Yemen's rebel alliance unravels clashes
Snipers took over rooftops in residential areas, tanks deployed and militiamen set up checkpoints Sunday across the Yemeni capital, where fighting forced families to hunker down indoors in anticipation of more violence.
Five days of bombings and heavy gunfire have underscored the unraveling of the already fragile alliance between Yemen’s strongman and former president, Ali Abdullah Saleh, and the Shiite rebels known as Houthis. The two sides joined ranks three years ago and swept across the capital, Sanaa, forcing the country’s internationally recognized president to flee the country and seek military intervention led by Saudi Arabia.

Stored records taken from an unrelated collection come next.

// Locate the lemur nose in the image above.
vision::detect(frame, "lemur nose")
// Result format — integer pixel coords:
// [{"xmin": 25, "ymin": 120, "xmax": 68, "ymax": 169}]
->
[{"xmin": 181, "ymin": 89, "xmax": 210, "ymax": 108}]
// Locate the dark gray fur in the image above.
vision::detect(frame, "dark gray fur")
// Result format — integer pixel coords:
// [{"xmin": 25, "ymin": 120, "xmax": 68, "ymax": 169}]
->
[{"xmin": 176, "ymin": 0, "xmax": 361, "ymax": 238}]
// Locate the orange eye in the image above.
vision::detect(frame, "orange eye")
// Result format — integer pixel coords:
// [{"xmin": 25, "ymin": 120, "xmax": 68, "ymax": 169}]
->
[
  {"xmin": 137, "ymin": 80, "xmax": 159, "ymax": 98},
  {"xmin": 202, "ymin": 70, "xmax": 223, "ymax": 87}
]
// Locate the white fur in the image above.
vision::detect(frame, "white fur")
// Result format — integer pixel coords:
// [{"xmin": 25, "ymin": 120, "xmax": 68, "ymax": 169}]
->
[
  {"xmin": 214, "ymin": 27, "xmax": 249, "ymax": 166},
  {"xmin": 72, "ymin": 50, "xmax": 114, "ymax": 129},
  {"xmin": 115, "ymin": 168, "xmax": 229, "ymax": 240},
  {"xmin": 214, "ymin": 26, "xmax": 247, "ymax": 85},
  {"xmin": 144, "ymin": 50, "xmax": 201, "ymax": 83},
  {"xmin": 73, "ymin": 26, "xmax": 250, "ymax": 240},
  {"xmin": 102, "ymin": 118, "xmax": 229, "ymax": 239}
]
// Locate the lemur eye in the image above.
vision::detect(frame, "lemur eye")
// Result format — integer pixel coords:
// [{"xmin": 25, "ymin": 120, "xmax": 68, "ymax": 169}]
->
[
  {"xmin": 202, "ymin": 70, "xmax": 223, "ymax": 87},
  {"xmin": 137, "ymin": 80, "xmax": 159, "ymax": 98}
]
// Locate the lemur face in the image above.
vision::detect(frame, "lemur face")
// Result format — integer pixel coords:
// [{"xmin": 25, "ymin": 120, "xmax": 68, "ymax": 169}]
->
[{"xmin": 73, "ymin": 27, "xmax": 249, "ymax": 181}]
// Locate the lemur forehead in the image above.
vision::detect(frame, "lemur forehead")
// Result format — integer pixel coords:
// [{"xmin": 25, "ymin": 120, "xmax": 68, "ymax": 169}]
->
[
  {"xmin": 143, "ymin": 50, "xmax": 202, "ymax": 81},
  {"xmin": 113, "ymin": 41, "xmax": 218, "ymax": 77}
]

After months of political and military stalemate, the street battles between Saleh’s forces and the Houthi militiamen have marked a turning point in the conflict. The two sides had been enemies before the six-year-war that began in 2004 when Saleh was a president. Their alliance, in the eyes of many Yemenis, was doomed to fail given their stark differences.
The Iran-backed rebels perceive themselves as a religious awakening movement, while Saleh is a pragmatic politician, shifting political alliances, buying tribal loyalties and exploiting Yemen’s power fault lines throughout his threedecades in power before he was ousted after the country’s Arab Spring uprising in 2011.
Over the past 48 hours, in a series of surprise announcements, all of Yemen’s political players spoke about turning a new page and unifying against the Houthis — a new alliance that appeared to have been in the making for some time as the Shiite rebels have accused Saleh of working against them.